Purpose is to study the accessibility of patients with malignant neoplasms to drug provision at the outpatient stage of treatment in the Federal Districts of the Russian Federation.
Material and methods. To study the availability of patients with malignant neoplasms, the supply of medicines for the treatment of patients with malignant neoplasms in 2019 and 2020 to hospitals purchased at the expense of the constituent entities of the Russian Federation and the federal budget in the Federal Districts was analyzed. We compared the funds spent between the subjects of the Russian Federation in terms of patients with a first diagnosis. To compare the provision of patients with drugs, we recalculated the amount of funds spent on the purchase of drugs per patient with a newly diagnosed oncological disease living in the Federal District.
Results. Significant differences were found in the provision between the Federal Districts, reaching almost four times the size.
Limitations. When studying the accessibility of patients with malignant neoplasms to drug provision at the outpatient stage of treatment, purchases of all Federal Districts of the Russian Federation at the expense of both the subjects of the Russian Federation and the federal budget were analyzed, which is a sufficient reference sample.
Conclusion. A significant difference in the amount allocated per patient both from the funds of the regional and federal budgets, with the newly diagnosed malignant neoplasm in the Federal Districts creates unequal conditions for treating patients on an outpatient basis.

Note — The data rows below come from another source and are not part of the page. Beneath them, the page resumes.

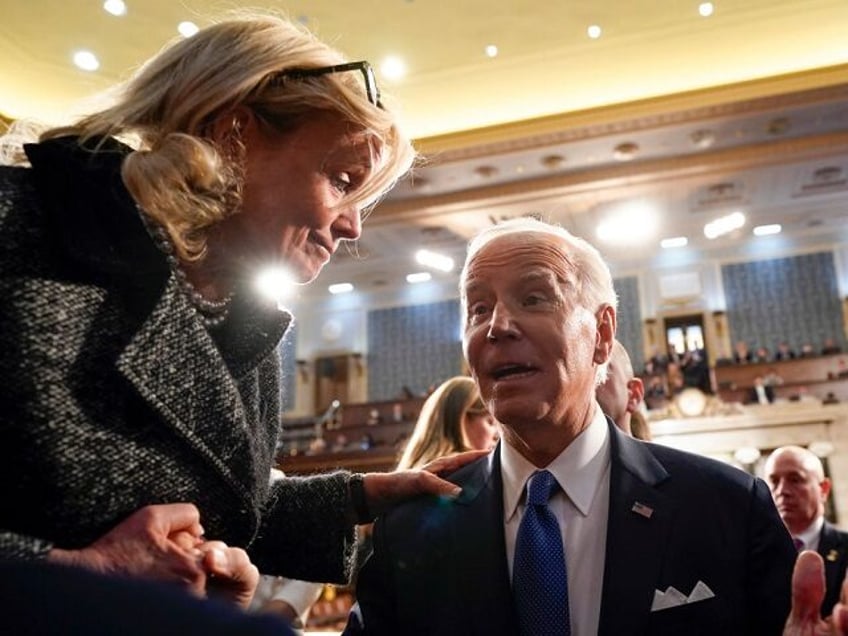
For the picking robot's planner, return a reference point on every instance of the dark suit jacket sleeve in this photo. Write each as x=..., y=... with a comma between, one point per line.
x=769, y=574
x=376, y=609
x=833, y=547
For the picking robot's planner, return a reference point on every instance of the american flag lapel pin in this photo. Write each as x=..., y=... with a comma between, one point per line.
x=642, y=509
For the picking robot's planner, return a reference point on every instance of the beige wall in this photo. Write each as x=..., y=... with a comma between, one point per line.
x=765, y=428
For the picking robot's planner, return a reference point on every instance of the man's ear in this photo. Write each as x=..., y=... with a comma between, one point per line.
x=635, y=394
x=824, y=486
x=605, y=337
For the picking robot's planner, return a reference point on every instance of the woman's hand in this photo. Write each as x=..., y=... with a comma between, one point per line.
x=230, y=574
x=155, y=542
x=808, y=588
x=384, y=490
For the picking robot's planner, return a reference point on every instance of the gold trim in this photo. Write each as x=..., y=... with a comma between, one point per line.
x=751, y=96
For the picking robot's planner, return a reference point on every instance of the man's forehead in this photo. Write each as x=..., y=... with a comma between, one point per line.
x=531, y=249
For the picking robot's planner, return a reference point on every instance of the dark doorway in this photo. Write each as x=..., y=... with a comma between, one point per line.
x=687, y=353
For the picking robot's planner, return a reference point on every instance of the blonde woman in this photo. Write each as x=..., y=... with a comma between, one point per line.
x=453, y=419
x=139, y=377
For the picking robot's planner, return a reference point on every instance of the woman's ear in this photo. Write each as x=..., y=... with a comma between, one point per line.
x=231, y=125
x=605, y=334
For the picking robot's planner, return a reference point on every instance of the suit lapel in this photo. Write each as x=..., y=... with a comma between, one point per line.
x=482, y=589
x=638, y=527
x=832, y=551
x=175, y=366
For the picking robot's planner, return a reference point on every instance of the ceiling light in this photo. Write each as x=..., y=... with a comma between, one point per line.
x=626, y=151
x=418, y=277
x=393, y=68
x=434, y=260
x=766, y=230
x=746, y=455
x=552, y=162
x=677, y=241
x=275, y=283
x=630, y=224
x=115, y=7
x=340, y=288
x=724, y=225
x=486, y=172
x=187, y=29
x=86, y=60
x=702, y=138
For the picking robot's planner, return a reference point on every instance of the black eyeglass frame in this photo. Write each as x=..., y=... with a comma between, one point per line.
x=372, y=92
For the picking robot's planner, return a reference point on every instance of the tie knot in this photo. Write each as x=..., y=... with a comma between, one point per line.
x=540, y=487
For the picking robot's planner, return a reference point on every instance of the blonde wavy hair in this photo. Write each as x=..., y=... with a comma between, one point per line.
x=166, y=110
x=438, y=431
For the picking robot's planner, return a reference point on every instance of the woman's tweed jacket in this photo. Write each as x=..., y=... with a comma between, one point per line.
x=113, y=395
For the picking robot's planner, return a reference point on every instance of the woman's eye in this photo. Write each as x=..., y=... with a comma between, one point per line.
x=342, y=182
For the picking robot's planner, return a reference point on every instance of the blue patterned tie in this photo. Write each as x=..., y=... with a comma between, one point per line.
x=539, y=580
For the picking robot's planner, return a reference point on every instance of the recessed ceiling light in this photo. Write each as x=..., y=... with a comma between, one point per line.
x=418, y=277
x=486, y=171
x=629, y=224
x=187, y=29
x=434, y=260
x=340, y=288
x=677, y=241
x=393, y=67
x=625, y=151
x=702, y=138
x=552, y=162
x=724, y=225
x=766, y=230
x=86, y=60
x=115, y=7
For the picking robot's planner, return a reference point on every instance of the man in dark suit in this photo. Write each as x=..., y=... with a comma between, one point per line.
x=654, y=540
x=800, y=489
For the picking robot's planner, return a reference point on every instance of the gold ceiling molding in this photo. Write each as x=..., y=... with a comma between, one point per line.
x=793, y=89
x=661, y=170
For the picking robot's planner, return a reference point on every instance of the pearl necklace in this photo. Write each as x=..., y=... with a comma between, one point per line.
x=211, y=312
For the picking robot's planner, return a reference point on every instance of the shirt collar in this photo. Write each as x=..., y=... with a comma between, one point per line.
x=578, y=468
x=810, y=535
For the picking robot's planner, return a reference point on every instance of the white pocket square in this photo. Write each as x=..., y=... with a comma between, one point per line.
x=674, y=598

The aim of the study was to study the compliance of the list of drugs for the treatment of malignant neoplasms in the territorial state guarantee programs (TSGP) with the list of vital and essential drugs (VED) in the constituent entities of the Russian Federation and the practice of purchasing drugs at the expense of regional preferential provision (RPP) funds. Material and methods. The analyzed territorial programs of state guarantees were compared with the list of drugs for RPP for the patients with malignant neoplasms with the VED. An assessment of medication procurement in 2019 and 2020 was carried out and compared with the current list of RLO in all constituent entities of the Russian Federation. Results. Only 14% of the Russian Federation regions in 2019 and 20% in 2020 met the territorial state program of guarantees requirement. The average number of medications included in the territorial state program of guarantees was 73 INNs in 2019 and 100 INNs in 2020. The number of regions with a complete list of drugs accounted for 7% to 33% in the corresponding Federal Districts. In 2020 the number of regions with a complete list of medications in a territorial program of state guarantees did not change. Discussion. Reduction of medications from the VED purchased at the expense of RPP reduces the number of possible treatment regimens, and limits oncologists’ ability to provide care on an outpatient basis. Conclusion. Most Russian Federation regions violate the requirements of the territorial program of state guarantees do not harmonize the list of medications in the Program with EDL. The practice of purchasing medications from the territorial program of state guarantees indicates the absence of finance mechanisms for providing medications to patients at the outpatient stage of treatment.